Thus do the recriminations over events that led 10 Welsh players, in addition to half a dozen Welsh officials who would have gone with or without the players, to the South African Rugby Board's centenary party in 1989 rumble on nearly four years later.

Vaux, a Newport lawyer and former Pontypool player, is the third president or would-be president to resign in consequence. Clive Rowlands, who was president at the time, swiftly changed his mind but Rhys Williams, who would have been president in 1991-92, did not. Vaux and Gwilym Treharne stepped down as the WRU's International Board, Five Nations and home unions delegates, though Treharne still became president during 1990-91.

'If I stood for the presidency I feel there would be a number of dissenting clubs and the effect of that would be divisive for Welsh rugby and the WRU,' Vaux said last night.

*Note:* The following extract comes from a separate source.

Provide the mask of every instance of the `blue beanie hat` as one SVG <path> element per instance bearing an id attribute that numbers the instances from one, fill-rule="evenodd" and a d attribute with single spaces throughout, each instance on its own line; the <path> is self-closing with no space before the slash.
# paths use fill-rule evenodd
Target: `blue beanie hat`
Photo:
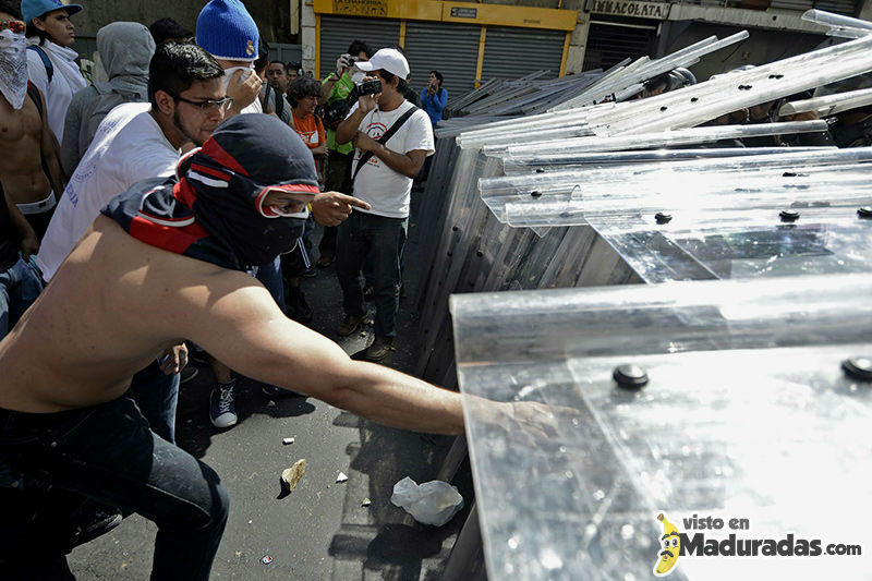
<path id="1" fill-rule="evenodd" d="M 261 37 L 245 4 L 210 0 L 197 16 L 197 45 L 216 59 L 253 61 Z"/>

As many as seven of the WRU's nine geographical districts were arrayed against him and Vaux knew his support was embarrassingly low, mainly as a result of his role as a go-between for the SARB in 1989.

Originally, no Welsh players accepted the invitation; Vaux claims that he was merely discharging his responsibility as an IB member. His withdrawal came only nine days before a WRU special general meeting in Port Talbot at which a motion of no-confidence will be proposed in the general committee due to 'its unacceptable conduct of the union's affairs', with another calling for the resignation of nearly all the committee.